教会報 『さんいつ』 第1号(2011年10月)より

あんた嫌い。でも愛してる
平良愛香牧師


  「うち、あんたのこと大嫌いよ。でも愛してるから」一度そう言われたことがある。幼馴染のさゆりからだった。とってもびっくりした。そして、「この人は愛について、本当によく言いえてるなあ」と感動した。
  キリスト教って愛の宗教だと言われることがある。聖書にはやたら愛が出てくるし、互いに愛し合いなさい、ともよくいわれる。けれど一方、逆に「愛し合えだなんて偽善だ。まやかしだ。そんなことできるわけがない」という人もいる。嫌いな人間を好きになれるわけがないし、会ったこともない人間を愛せるわけがない、と。キリスト教の教えは、理想論であって、現実的ではない、と。でも、果たしてそうなのだろうか。
  昨年7月から8月にかけて、日韓の子どもたちによるNCC子ども平和会議2010が開催された。その準備中、「どうやったらみんなが仲良くなれるだろうか」とゲームなどを考えていたときのあるスタッフが言った。「仲良くならなくても別にいいじゃん」。一同びっくり!でもその人の言葉は「仲良くなることを否定」ではなかった。もっと大切なことがあることに気づかせてくれた。それは、「仲良くなれなくても、一緒に生きている大切な仲間である」ということ。仲良くなるに越したことは無い。でも仲良くなるのが最終目的だろうか。仲良くなれなかったらアウトなんだろうか?そもそも本当に世界中の人と仲良くなんてなれるのか?はっきり言って無理。人数が多すぎるということもあるけど、それ以前にどうしても仲良くなれない人っていうのが出てくる。大人になるほど増えるかもしれない。でもそれは仕方がない。すべて理解しあうなんて無理だし、そもそも人間はみんな違うのだから、波長が合わない人もいる。でも大切なことは、「仲良くなれなくても、一緒に生きている大切な仲間であること」。

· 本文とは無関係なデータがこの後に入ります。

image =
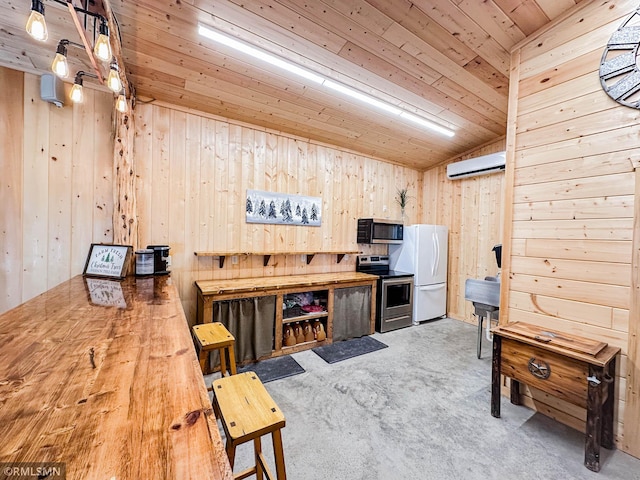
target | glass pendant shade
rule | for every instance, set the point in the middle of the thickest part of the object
(113, 81)
(36, 26)
(76, 93)
(103, 48)
(60, 66)
(121, 104)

  聖書に書いてある「互いに愛し合いなさい」というのは「仲良くしなさい」ということとはちょっと違う気がする。さゆりの言った「大嫌い、だけど愛している」というのはまさに、「あなたのこと大切だと認めている」という宣言だった。だからこそインパクトがあったのだと思う。愛するというのは仲良くなることではなく、大切だと認めること。それこそイエスが実践し、また命じてくれたことだろうと思う。そして、「それならあなたにも出来るはずだ。なぜなら私があなたを愛しているのだから」と聖書は語る。人を愛せないとき、わたしは神に愛されていることを思い出す。自分を愛せないとき、わたしは絶対的な存在が私を「大切だ」と肯定してくれていることを思い出す。「もっと自分を愛してもいいよ」「あなたは他者を愛することができるのだよ」「わたしがあなたを愛したのだから」「好きにならなくてもいい。ただ愛しなさい。」それこそ、私たちに与えられた最高にうれしい戒めであり、私たちに与えられた、もっとも力強い、約束であると思う。